Of all sectors, big tech hasn’t succumbed to breaking itself up as it chose to get larger and larger. With size come problems. (sic)
Tech companies are facing multiple challenges as they grow in different phases: Meta is rolling out its roadmap for handsets and wearables through 2027; TikTok is facing regulatory scrutiny from the US, EU, and Canada; and Twitter’s declining performance post-takeover (earnings fell -40% in Dec 2022). Additionally, META’s enormous investments in the Metaverse might not suit investors’ current interests as investment returns in the Metaverse are expected in the long-term. We at The Edge believe these external factors are forcing big tech to think differently, such as Alibaba’s plan to reshape its empire through the exploration of a six-way split of its business units. JD.com has also recently followed Alibaba’s strategy through its own separation of its Property and Industrials units. Alibaba’s successful restructuring will stand as a great example for other big tech conglomerates on value creation through break-ups.
What I’ve found over the years is the bigger and more powerful the company is, the reluctance to break-up is stronger. However, they could be forced to.
Although the size and impact of major tech corporations like Google GOOG -3.3%-3.2%, Meta, Apple AAPL -0.1%-0.1%, and Amazon AMZN +0.5%+0.5% have come under growing scrutiny and criticism, breaking them up would require significant legal and regulatory action, which has not yet appeared, but watch this space. The momentum is building.
Having said that, a few recent events have the potential to result in more regulation of major digital firms. To address concerns about data privacy, competition, and other issues, new legislation has been proposed as well as antitrust actions that have been brought against some of these businesses.
Ultimately, several variables, such as public sentiment, political pressure, and legal changes, will determine whether large digital businesses are broken up. It may not take much to get there in the current political and social environment and if the economy takes a downturn, these businesses will be under more pressure to act.

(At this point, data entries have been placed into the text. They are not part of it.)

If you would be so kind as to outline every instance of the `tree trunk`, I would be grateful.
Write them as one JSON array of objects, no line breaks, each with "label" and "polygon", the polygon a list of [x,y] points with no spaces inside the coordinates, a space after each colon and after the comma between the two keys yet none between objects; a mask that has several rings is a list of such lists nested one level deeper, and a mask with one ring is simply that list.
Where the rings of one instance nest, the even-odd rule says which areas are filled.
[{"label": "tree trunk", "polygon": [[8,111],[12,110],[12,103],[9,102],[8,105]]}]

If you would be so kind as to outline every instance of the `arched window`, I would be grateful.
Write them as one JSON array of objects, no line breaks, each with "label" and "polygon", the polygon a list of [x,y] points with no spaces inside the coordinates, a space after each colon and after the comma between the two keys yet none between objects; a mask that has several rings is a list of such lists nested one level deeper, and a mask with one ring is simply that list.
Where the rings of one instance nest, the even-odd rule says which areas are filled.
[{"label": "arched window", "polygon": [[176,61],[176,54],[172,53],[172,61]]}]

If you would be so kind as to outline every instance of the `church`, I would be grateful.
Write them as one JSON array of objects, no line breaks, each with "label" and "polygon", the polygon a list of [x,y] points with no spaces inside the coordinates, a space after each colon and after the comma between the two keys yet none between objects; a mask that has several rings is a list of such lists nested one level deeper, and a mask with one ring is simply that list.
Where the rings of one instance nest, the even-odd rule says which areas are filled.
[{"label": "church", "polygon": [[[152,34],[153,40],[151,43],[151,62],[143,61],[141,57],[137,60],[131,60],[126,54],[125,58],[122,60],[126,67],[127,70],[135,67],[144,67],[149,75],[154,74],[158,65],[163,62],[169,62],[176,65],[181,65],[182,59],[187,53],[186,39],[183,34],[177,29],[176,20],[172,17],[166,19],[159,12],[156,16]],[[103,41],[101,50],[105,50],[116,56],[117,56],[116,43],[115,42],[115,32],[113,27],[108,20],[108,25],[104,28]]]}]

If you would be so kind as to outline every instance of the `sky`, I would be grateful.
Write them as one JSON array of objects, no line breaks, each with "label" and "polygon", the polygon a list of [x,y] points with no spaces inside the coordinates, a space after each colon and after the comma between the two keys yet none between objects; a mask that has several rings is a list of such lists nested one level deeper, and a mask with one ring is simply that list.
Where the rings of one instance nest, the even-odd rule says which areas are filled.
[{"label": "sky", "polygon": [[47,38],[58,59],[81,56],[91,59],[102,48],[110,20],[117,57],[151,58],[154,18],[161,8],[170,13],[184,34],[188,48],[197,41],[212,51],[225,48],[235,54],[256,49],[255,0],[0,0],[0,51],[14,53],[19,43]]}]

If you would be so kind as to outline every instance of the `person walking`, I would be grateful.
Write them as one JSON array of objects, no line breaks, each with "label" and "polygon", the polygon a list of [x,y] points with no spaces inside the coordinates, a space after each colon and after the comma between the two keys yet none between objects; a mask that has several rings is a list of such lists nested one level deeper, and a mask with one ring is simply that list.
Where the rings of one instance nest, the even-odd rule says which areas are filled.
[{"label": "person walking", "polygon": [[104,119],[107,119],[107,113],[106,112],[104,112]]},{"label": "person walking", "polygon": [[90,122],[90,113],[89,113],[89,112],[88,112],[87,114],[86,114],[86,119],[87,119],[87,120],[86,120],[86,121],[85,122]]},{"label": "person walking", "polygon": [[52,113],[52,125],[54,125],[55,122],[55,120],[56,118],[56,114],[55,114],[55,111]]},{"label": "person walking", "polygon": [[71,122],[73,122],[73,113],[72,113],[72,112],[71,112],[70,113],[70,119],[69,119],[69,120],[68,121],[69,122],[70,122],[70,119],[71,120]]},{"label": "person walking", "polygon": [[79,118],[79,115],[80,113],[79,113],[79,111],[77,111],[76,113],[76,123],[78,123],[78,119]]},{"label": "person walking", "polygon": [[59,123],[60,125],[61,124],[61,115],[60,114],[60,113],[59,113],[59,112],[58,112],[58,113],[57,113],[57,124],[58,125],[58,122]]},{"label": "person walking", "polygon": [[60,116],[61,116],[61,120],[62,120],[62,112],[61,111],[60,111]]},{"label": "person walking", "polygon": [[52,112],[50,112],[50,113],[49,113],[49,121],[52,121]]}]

Spinoffs can unlock the value of the FAANG stocks. The probability of Spinoffs increase as we see regulatory interference in big tech companies. Governments across the globe are considering new regulations that limit how big tech companies can treat their smaller competitors. Most recently, on January 24, 2023, the US Justice Department sued Google for monopolizing digital advertising technologies.
Furthermore, the Federal Trade Commission (FTC) pursued changes in August 2022 to how big tech (Amazon, Apple, Facebook, and Google) handles consumer data. They aim to focus on any actual harm caused by data collection, whether through data breaches, ad targeting, or algorithmic discrimination, and how big tech companies’ automated decision-making systems might impact consumers without their knowledge.
To answer these factors, we believe Spins are a way FAANGs can boost investors’ confidence, create shareholder value, and protect their interests.